To get more insight about cyber security and how Mason students could possibly perceive it, I interviewed Hamid Sadr, a Mason sophomore majoring in Information Technology (IT), Namrha Aslam Chohan, a Mason freshman majoring in Cyber Security Engineering, and Jacob Selick-Bottos, a Mason freshman majoring in Computer Engineering. After interviewing them, I learned some aspects about cybersecurity that I didn’t know before and I learned how some Mason students perceive cybersecurity.
“As [its] name implies, cyber security is essentially protection of technological information on all scales. This information, known as data in most places, has become a staple part of life in the modern era, and is practically impossible to go anywhere or do anything without having encountered or used data in some way, shape, or form,” says Sadr.
He goes on to say that, “[these factors] are why cyber security is necessary. Not only is it a matter of national security, but people’s daily lives would be completely flipped upside down if what they wouldn’t want to be shared or known to the general public is somehow put out there.”
“Cyber security is the act of protecting patents against cyber crimes such as viruses, hacks, and identity thefts. We should care about it because as a nation we should try our level best to protect ourselves from online thieves trying to steal confidential information that can harm the security of us citizens,” says Namrha.
“I don’t know much about how the security works, but I do know that it’s very important. Databases like the school’s hold a lot of valuable personal information that scammers and hackers could use to commit fraud,” says Jacob.

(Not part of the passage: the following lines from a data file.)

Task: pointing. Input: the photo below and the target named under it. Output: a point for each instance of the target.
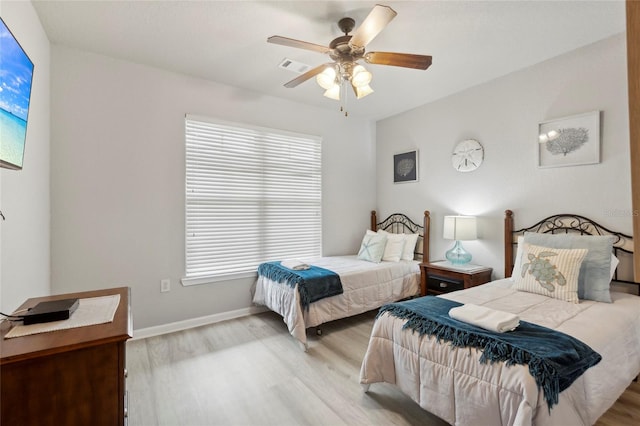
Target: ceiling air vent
(294, 66)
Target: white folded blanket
(295, 264)
(487, 318)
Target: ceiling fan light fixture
(327, 78)
(360, 76)
(333, 92)
(362, 91)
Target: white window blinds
(252, 195)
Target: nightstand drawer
(444, 284)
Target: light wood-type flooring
(250, 371)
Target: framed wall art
(405, 167)
(569, 141)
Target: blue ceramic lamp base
(458, 255)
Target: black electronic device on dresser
(443, 277)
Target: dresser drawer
(444, 284)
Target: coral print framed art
(405, 167)
(569, 141)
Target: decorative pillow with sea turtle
(595, 272)
(550, 271)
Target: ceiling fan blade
(406, 60)
(373, 24)
(306, 76)
(284, 41)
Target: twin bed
(366, 284)
(451, 382)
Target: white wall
(117, 179)
(24, 194)
(504, 115)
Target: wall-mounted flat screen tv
(16, 77)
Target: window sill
(212, 279)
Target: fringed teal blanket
(314, 283)
(555, 359)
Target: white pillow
(551, 272)
(613, 266)
(393, 248)
(372, 247)
(517, 261)
(410, 241)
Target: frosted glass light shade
(327, 78)
(460, 228)
(333, 92)
(360, 76)
(363, 91)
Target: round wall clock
(467, 155)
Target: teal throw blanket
(555, 359)
(314, 283)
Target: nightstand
(443, 277)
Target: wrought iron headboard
(564, 223)
(398, 223)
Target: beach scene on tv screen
(16, 73)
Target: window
(252, 195)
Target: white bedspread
(452, 384)
(366, 286)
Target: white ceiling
(225, 41)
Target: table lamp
(459, 228)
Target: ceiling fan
(347, 50)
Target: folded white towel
(295, 264)
(487, 318)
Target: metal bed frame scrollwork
(398, 223)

Even though Sadr, Namrha, and Jacob don’t represent Mason students as a whole, their responses prove that there are Mason students out there who are well aware of cyber security and the potential risks of lacking cyber security. It’s important for every student to get a basic understanding of cyber security because we live in a technologically advanced world with people that have different intentions.
Most classes at George Mason use the internet for research, even classes you would not normally think of when someone talks about a computer-based class, such as English and History. If you use Blackboard or Mason-related apps on your phone, you are still be using the internet, so you should still to stay alert.
Blurb for Sidebar:
“Cyber Security Awareness Month has been observed every October since its inception in 2004. It is designed to raise public awareness about the importance of cybersecurity and its impact on our daily lives. Through events, contests, and speakers on campus, we attempt to engage and educate students, faculty, and staff on how they can stay save online and provide them with tools and techniques to do so, all while increasing our resiliency to cyber attacks.
The IT Security Office here at George Mason University is responsible for implementing policies and procedures for the university in order to prevent, detect, and respond to threats to digital information owned by the university.
For those who are interested in learning more about information security or gaining experience are encouraged to apply to the office’s internship which will be posted within the next month on Hire Mason.”
Correction: The article (page 10, Nov. 6) incorrectly credited Michael Abler, Staff Writer, instead of the correct credit to Christine Viray, Staff Writer.